Fairy tale trolls are safe monsters, and it is fun to play with monsters. The Count on Sesame Street and Count Chocula are fun and safe versions of the blood-sucking undead vampires of Eastern Eu-ropean legend. The difference between monsters of fairy tales and monsters of legend is that leg-ends are stories that people think maybe – just maybe – might be true.
Trolls of legend (or trolls for grownups) have always lurked in the forests of Scandinavia. They are the “hidden folk” who want to take you. Forest trolls so big you don’t notice them except out of the corner of your eye. Shapeshifting Nokken lure you into lakes and rivers.

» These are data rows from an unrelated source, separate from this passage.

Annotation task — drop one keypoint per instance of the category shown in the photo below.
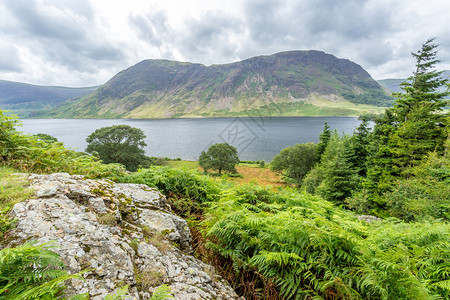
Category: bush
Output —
(28, 154)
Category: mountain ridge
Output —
(298, 82)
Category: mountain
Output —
(394, 84)
(287, 83)
(25, 99)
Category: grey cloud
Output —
(211, 35)
(152, 28)
(63, 34)
(10, 60)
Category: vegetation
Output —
(220, 157)
(32, 272)
(295, 162)
(119, 144)
(262, 86)
(28, 154)
(304, 245)
(292, 243)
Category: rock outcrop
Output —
(124, 233)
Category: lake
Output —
(255, 138)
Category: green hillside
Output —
(289, 83)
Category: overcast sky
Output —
(86, 42)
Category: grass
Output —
(252, 173)
(183, 164)
(12, 190)
(255, 174)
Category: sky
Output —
(79, 43)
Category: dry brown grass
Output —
(262, 176)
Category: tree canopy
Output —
(296, 161)
(220, 157)
(119, 144)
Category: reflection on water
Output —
(255, 138)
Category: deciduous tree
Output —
(220, 157)
(119, 144)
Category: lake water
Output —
(255, 138)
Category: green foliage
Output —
(119, 144)
(416, 125)
(221, 157)
(30, 271)
(296, 161)
(45, 137)
(162, 293)
(12, 190)
(27, 154)
(120, 294)
(307, 246)
(324, 138)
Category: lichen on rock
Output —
(107, 228)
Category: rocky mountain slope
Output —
(125, 234)
(287, 83)
(24, 99)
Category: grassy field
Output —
(252, 173)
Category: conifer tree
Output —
(416, 125)
(324, 138)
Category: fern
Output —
(162, 293)
(32, 271)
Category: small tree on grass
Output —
(220, 157)
(295, 162)
(119, 144)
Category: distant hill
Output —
(25, 99)
(394, 84)
(287, 83)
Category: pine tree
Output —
(324, 138)
(416, 125)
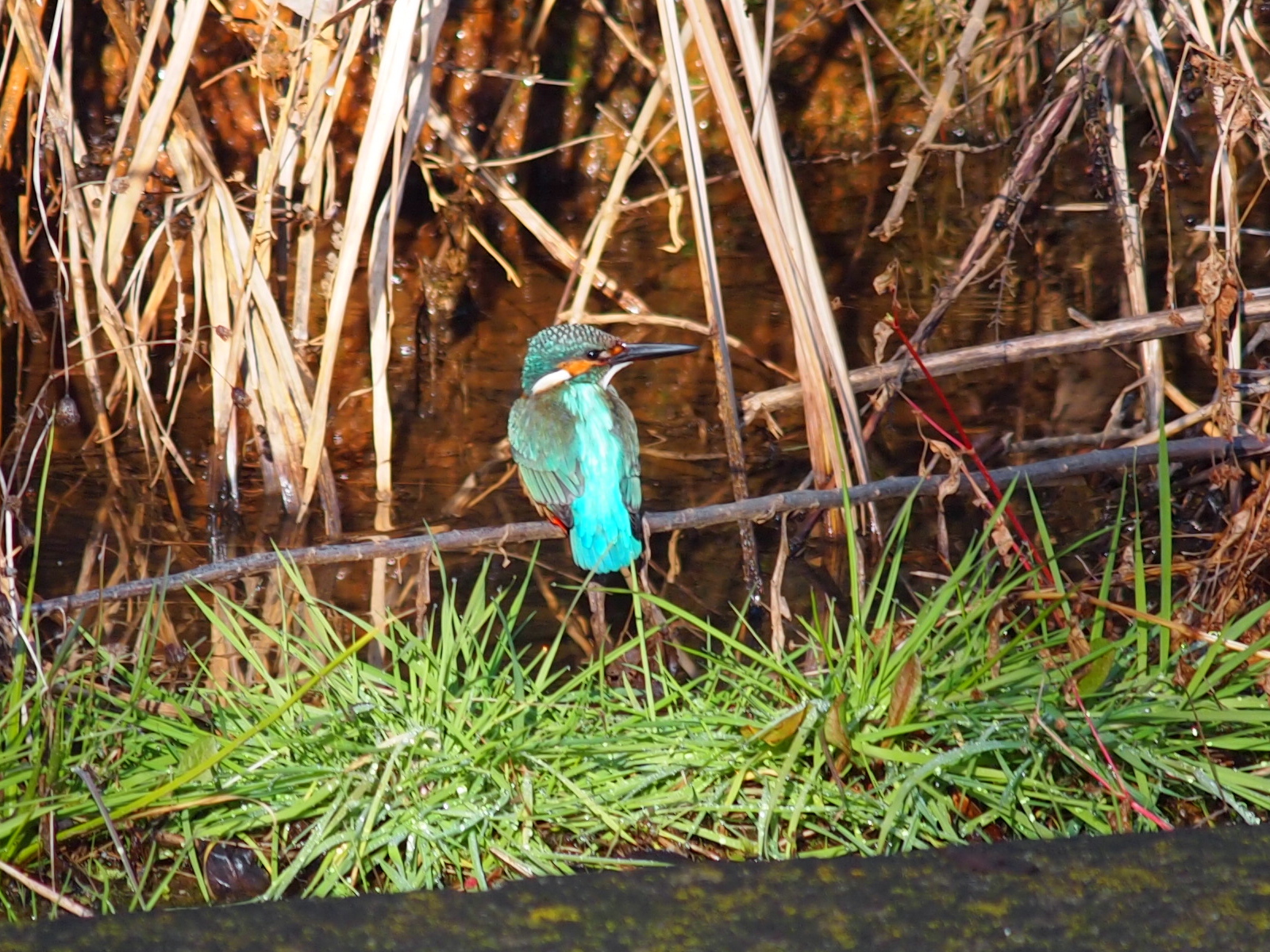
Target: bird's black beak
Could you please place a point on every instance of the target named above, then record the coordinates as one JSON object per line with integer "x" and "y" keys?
{"x": 647, "y": 352}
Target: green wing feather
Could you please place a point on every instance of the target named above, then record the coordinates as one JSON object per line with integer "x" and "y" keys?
{"x": 545, "y": 452}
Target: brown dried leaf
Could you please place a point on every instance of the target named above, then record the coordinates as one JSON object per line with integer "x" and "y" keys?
{"x": 883, "y": 330}
{"x": 906, "y": 693}
{"x": 835, "y": 730}
{"x": 783, "y": 730}
{"x": 887, "y": 282}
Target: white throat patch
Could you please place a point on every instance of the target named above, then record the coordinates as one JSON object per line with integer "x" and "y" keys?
{"x": 611, "y": 372}
{"x": 552, "y": 380}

If a beautiful girl invites you to follow her into the woods, check to make sure she doesn’t have a cow’s tail, because she may well be a Hulder. Like the devil, trolls are drawn to bad behavior and are thus, ironically, enforcers of good behavior. Stay inside at night or the trolls will snatch you. Don’t follow strangers into the woods. Don’t skip church or they’ll come for you.
Just like children, adults like to feel scared and safe at the same time, so our monsters of legend act according to strict rules. If we follow those rules, we will not be their victims. Keep garlic around and don’t invite suspected vampires into your house. Lock your doors during a full moon. Don’t mess with Ouija boards. The formulaic rules that dictate who dies in horror movies reassure us that we won’t be victims if we follow proper behavior. Don’t go into that basement alone. Don’t park your car in the woods to smooch your sweetie.
I am ready for Halloween season, to indulge in stories that modulate between safely spooky and legitimately frightening. Children will dress up in cartoon green Frankenstein masks, a fairy tale version of a 200-year-old story about a reanimated corpse. And grownups will wonder what really happened in Salem, Massachusetts, back in 1692.